Do Mosquitoes Bite Dogs?
And is it a big deal if they do?
You hate the idea of your dog getting mosquito bites because those bumps are so itchy, and you don’t want your pup to be uncomfortable.
And since these pesky bugs seem to be out in full force during the summer months, you might be wondering: Do mosquitoes bite dogs?
We spoke with Kathryn Johnson, a veterinary nurse with DodoVet, who explained that dogs can and do get bitten by mosquitoes, as well as how these bites can impact their health.
Do mosquitoes bite dogs often?
Mosquitoes have plenty of opportunities to bite your dog, both inside and outside.
“Anytime a dog is outside, they are at a risk of getting bitten by mosquitoes,” Johnson told The Dodo. “And since some mosquitoes manage to slip through our doors and windows to the inside of our homes, dogs CAN get bitten inside your home too!”

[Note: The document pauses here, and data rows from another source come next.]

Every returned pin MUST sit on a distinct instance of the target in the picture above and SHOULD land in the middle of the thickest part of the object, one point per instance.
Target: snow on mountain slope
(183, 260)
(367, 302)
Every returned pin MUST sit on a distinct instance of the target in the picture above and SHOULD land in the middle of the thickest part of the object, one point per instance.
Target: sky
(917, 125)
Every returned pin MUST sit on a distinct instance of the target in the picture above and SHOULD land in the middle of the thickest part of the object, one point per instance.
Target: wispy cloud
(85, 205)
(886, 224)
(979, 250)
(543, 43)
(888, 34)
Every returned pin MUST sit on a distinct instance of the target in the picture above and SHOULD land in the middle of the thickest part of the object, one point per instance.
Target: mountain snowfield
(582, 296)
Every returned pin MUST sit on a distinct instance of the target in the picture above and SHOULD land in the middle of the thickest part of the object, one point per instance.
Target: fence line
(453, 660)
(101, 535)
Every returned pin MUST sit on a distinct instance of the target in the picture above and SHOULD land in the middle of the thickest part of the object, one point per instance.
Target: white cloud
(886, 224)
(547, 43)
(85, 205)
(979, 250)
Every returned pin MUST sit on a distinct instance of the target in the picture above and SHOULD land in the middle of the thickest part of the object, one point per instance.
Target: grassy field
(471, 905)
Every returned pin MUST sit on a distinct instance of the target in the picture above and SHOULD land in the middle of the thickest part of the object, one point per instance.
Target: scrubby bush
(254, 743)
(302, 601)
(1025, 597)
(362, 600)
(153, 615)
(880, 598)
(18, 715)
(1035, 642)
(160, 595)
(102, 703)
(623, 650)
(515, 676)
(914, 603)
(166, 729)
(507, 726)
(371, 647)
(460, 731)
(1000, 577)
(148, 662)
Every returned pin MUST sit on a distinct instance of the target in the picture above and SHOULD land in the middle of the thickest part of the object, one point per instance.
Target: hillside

Mosquito bites can be especially common if you live in an area with a lot of mosquitoes. And while mosquitoes live in most parts of the world, they tend to hang out in places with water nearby, since that’s where they lay their eggs.
What do mosquito bites on dogs look like?
Mosquito bites on dogs may look pretty familiar to you.
“Very similarly to people, their bites can be raised, red and itchy,” Johnson said. “You may notice some mild, localized swelling around the bite area. Both long-hair dogs and short-hair [dogs] are at risk.”
Are mosquito bites on dogs serious?
You might think that mosquito bites on dogs are mildly annoying, at best. But in reality, mosquito bites can result in more serious conditions than just an itchy bump.
Dogs actually get heartworm from mosquitoes if they’re bitten by an infected bug.
“This is a very serious, life-threatening parasite that our canine friends contract from mosquitoes,” Johnson said. “In fact, heartworms are transmitted SOLELY from mosquito bites.”
“Treatment is very costly and in extreme cases does require surgical intervention,” Johnson said. “Heartworms if left untreated cause irreversible damage to the lungs and heart of your canine companion.”
That’s why it’s so important to give your dog heartworm prevention medication, so he can be protected in case he ever gets bitten by an infected mosquito.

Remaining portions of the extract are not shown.